On a sunny afternoon in late June, Cambridge professor Joseph Reavley is summoned from a student cricket match to learn that his parents have died in an automobile crash. Joseph’s brother, Matthew, as officer in the Intelligence Service, reveals that their father had been en route to London to turn over to him a mysterious secret document—allegedly with the power to disgrace England forever and destroy the civilized world.
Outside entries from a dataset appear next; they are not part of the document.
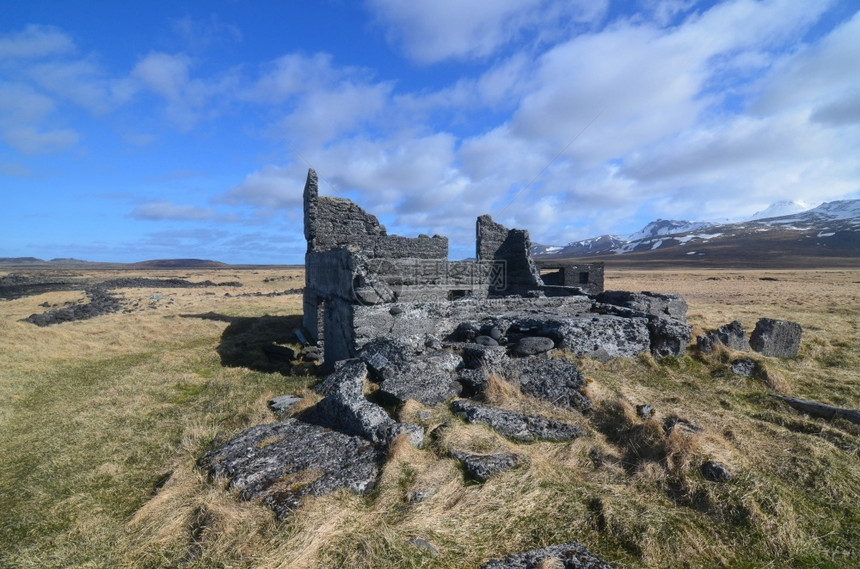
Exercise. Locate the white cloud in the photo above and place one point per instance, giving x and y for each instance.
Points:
(271, 188)
(161, 210)
(33, 141)
(34, 42)
(434, 30)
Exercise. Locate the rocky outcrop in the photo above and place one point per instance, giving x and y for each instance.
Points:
(776, 338)
(516, 426)
(281, 463)
(557, 381)
(569, 556)
(482, 467)
(403, 374)
(348, 411)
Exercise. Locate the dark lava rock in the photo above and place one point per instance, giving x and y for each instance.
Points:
(489, 358)
(516, 426)
(669, 337)
(569, 556)
(283, 403)
(347, 410)
(486, 341)
(101, 302)
(715, 472)
(661, 305)
(281, 463)
(733, 336)
(403, 374)
(644, 411)
(607, 335)
(776, 338)
(557, 381)
(743, 366)
(532, 345)
(482, 467)
(346, 372)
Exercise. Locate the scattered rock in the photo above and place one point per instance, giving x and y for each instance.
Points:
(424, 544)
(516, 426)
(615, 336)
(669, 337)
(569, 556)
(715, 472)
(743, 367)
(817, 409)
(418, 496)
(486, 341)
(403, 374)
(281, 463)
(645, 411)
(776, 338)
(283, 403)
(347, 410)
(557, 381)
(491, 359)
(532, 345)
(482, 467)
(733, 336)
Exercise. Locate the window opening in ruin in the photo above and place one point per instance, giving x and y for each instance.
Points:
(552, 277)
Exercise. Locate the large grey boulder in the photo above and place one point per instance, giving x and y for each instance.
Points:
(491, 359)
(776, 338)
(403, 374)
(661, 305)
(733, 336)
(347, 410)
(281, 463)
(605, 334)
(482, 467)
(571, 555)
(669, 337)
(516, 426)
(557, 381)
(532, 345)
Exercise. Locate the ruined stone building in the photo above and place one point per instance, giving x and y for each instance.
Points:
(362, 282)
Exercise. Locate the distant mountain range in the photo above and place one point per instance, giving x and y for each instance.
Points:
(785, 234)
(33, 262)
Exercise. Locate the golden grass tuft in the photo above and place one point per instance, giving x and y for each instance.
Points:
(104, 421)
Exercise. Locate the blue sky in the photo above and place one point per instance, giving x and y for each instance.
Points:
(185, 129)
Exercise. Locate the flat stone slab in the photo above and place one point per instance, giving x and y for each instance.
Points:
(516, 426)
(281, 463)
(571, 555)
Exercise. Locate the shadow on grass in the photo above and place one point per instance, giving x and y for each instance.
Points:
(256, 342)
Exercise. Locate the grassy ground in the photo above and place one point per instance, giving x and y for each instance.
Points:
(103, 420)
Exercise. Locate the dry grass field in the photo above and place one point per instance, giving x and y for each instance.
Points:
(103, 421)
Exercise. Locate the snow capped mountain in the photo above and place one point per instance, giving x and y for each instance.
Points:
(810, 233)
(780, 209)
(667, 227)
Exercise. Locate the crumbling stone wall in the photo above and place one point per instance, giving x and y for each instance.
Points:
(586, 276)
(511, 248)
(362, 284)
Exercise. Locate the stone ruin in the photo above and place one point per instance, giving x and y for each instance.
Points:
(363, 284)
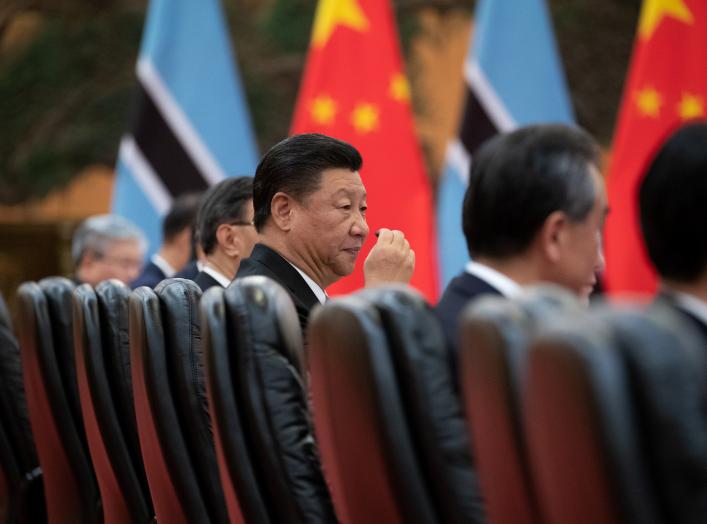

A paper so damning that Joseph and Matthew dared mention it only to their restless younger sister. Now it has vanished.
What has happened to this explosive document, if indeed it ever existed? How had it fallen into the hands of their father, a quiet countryman? Not even Matthew, with his Intelligence connections, can answer these questions. And Joseph is soon burdened with a second tragedy: the shocking murder of his most gifted student, beautiful Sebastian Allard, loved and admired by everyone. Or so it appeared.
Meanwhile, England’s seamless peace is cracking—as the distance between the murder of an Austrian archduke by a Serbian anarchist and the death of a brilliant university student by a bullet to the head of grows shorter by the day.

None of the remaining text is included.